Question

Let $PQ:2x+y+6=0$ is a chord of the curve $x^2-4y^2=4.$ Coordinates of the point $R(\alpha ,\beta )$ that satisfy ${\alpha }^2+{\beta }^2-1\le 0;$ such that area of triangle $PQR$ is minimum, are given by :

• A. $(\frac{-2}{\sqrt{5}},\frac{1}{\sqrt{5}})$
• B. $(\frac{-2}{\sqrt{5}},\frac{-1}{\sqrt{5}})$
  
• C. $(\frac{-2}{\sqrt{5}},\frac{1}{\sqrt{5}})$
• D. $(\frac{2}{\sqrt{5}},\frac{-1}{\sqrt{5}})$

Answer 1

The correct option is B $(\frac{-2}{\sqrt{5}},\frac{-1}{\sqrt{5}})$


$\frac{x^2}{4}-\frac{y^2}{1}=1$
$R(\alpha ,\beta )$ lies on or inside circle $x^2+y^2=1$

$PQ$ length is fixed.

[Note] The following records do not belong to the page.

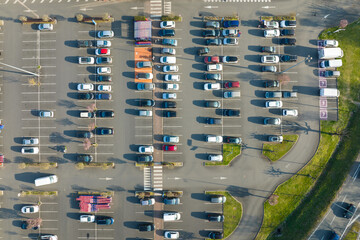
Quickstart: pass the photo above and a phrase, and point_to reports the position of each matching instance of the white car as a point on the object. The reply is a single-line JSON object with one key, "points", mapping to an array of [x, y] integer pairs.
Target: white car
{"points": [[272, 33], [30, 141], [270, 59], [214, 139], [85, 87], [273, 104], [104, 88], [102, 51], [172, 86], [146, 149], [30, 150], [103, 43], [168, 60], [169, 95], [211, 86], [30, 209], [290, 112], [171, 68], [86, 60], [172, 77], [87, 218], [171, 235], [214, 67], [167, 24], [103, 70], [46, 26]]}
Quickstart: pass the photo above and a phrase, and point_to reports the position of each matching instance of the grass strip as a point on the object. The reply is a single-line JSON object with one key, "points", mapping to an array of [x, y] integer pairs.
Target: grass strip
{"points": [[232, 210], [275, 151], [230, 151], [295, 192]]}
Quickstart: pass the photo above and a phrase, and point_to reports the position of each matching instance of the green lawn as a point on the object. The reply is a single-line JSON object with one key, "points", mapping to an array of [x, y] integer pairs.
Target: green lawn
{"points": [[275, 151], [232, 213], [325, 173], [230, 151]]}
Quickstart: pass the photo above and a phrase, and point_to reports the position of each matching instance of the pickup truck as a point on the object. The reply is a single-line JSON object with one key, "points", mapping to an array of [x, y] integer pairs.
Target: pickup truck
{"points": [[289, 94], [84, 43], [288, 58]]}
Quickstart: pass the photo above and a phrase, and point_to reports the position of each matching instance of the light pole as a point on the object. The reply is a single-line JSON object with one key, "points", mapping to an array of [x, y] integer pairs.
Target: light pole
{"points": [[308, 59]]}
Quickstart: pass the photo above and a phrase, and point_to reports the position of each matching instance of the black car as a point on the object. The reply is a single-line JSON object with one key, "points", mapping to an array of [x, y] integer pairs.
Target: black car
{"points": [[271, 84], [145, 158], [349, 211], [169, 104], [231, 112], [146, 103], [104, 131], [84, 134], [213, 120], [288, 58], [167, 33], [212, 104], [146, 227], [103, 78], [84, 158], [287, 41], [103, 220], [269, 49], [169, 114], [210, 33], [85, 96], [104, 113], [216, 235]]}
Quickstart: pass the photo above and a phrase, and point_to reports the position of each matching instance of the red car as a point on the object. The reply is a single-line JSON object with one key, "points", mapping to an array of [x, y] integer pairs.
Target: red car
{"points": [[212, 59], [231, 84], [171, 148]]}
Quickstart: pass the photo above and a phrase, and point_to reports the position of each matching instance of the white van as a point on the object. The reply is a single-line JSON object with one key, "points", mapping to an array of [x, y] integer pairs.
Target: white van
{"points": [[171, 216], [331, 63], [46, 180], [330, 53], [329, 92]]}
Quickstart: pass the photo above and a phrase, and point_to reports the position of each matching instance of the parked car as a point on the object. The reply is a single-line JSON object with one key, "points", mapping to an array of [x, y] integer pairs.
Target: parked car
{"points": [[167, 24], [147, 201], [269, 49], [30, 141], [211, 59], [212, 76], [30, 209], [229, 59], [286, 23], [232, 84], [169, 42], [105, 34], [213, 41], [287, 41], [290, 112], [271, 33], [103, 220], [272, 121], [146, 149], [167, 33], [145, 86], [212, 104], [270, 59], [275, 138], [172, 77], [168, 104], [86, 60]]}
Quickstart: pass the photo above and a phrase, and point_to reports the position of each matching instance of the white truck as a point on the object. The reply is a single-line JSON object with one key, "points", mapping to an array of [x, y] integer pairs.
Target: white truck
{"points": [[330, 53]]}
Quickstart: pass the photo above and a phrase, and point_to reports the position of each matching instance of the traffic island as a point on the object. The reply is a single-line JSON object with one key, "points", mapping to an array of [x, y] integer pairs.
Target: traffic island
{"points": [[232, 210], [230, 151], [275, 151]]}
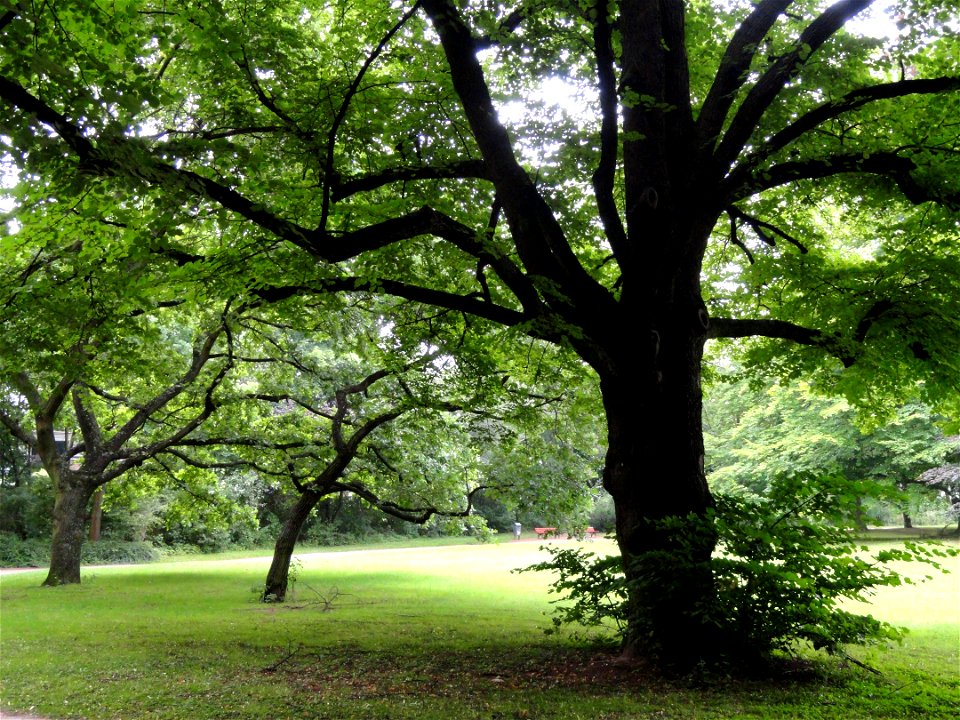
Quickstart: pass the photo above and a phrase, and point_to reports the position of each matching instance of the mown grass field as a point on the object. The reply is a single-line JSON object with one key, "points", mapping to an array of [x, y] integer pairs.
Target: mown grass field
{"points": [[430, 632]]}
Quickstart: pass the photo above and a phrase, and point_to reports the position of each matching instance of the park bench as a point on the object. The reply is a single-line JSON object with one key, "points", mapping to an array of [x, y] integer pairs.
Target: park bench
{"points": [[544, 533]]}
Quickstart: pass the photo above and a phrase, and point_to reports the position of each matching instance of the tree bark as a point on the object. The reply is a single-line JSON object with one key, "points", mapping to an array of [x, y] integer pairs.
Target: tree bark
{"points": [[275, 587], [96, 515], [655, 471], [73, 495]]}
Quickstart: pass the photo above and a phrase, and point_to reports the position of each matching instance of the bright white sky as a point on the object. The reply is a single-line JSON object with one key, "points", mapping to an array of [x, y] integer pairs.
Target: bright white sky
{"points": [[876, 22]]}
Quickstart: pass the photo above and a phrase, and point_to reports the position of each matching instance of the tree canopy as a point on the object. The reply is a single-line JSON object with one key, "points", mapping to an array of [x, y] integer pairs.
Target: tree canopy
{"points": [[709, 171]]}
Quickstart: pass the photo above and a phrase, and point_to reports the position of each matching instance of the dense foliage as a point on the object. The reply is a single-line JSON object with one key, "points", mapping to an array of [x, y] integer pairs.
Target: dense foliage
{"points": [[751, 172], [787, 565]]}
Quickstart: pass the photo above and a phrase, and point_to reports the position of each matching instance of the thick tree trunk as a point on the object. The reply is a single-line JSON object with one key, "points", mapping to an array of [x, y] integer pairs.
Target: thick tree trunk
{"points": [[69, 520], [275, 587], [654, 470]]}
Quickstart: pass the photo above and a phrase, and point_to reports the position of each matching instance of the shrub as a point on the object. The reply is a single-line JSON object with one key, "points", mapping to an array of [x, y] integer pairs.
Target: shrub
{"points": [[117, 552], [15, 552], [783, 565]]}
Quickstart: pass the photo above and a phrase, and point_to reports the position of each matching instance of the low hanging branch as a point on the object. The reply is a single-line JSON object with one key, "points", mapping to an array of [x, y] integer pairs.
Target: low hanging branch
{"points": [[761, 228]]}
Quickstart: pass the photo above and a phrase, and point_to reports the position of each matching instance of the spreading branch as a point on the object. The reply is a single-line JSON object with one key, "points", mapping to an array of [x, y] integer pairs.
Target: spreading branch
{"points": [[735, 66], [891, 165], [772, 82]]}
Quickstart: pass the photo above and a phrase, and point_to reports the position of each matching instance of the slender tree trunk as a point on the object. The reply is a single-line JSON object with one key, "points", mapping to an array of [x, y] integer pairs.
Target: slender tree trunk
{"points": [[96, 515], [275, 587], [73, 495]]}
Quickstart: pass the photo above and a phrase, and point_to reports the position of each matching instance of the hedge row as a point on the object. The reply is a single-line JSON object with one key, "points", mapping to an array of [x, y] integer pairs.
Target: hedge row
{"points": [[15, 552]]}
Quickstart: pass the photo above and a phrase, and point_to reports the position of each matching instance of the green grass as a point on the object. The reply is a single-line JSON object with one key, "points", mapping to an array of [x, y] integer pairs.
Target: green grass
{"points": [[429, 632]]}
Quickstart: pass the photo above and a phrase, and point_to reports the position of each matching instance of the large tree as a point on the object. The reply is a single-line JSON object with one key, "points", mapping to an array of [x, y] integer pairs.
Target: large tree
{"points": [[388, 142]]}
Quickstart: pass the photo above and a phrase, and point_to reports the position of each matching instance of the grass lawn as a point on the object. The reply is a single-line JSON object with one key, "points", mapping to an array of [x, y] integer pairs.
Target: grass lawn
{"points": [[429, 632]]}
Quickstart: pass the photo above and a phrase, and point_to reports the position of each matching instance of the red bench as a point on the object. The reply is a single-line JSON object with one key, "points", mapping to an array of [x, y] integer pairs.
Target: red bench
{"points": [[552, 532]]}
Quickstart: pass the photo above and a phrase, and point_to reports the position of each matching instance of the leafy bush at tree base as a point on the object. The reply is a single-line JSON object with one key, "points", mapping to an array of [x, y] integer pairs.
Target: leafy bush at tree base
{"points": [[782, 566]]}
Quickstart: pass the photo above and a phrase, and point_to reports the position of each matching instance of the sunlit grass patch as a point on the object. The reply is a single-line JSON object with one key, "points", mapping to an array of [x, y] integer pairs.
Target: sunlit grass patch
{"points": [[425, 633]]}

So,triangle of minimum area will be formed only when the perpendicular distance from point $R$ is least.
Any tangent to the given circle is
$x\cos \theta +y\sin \theta =1$
$\because$ it has to be parallel to $PQ$
$\therefore \cot \theta =2$
So, point of contact will be
$(\cos \theta ,\sin \theta )\equiv (\frac{2}{\sqrt{5}},\frac{1}{\sqrt{5}}),(-\frac{2}{\sqrt{5}},-\frac{1}{\sqrt{5}})$
Hence for minimum distance $R\equiv (\frac{-2}{\sqrt{5}},\frac{-1}{\sqrt{5}})$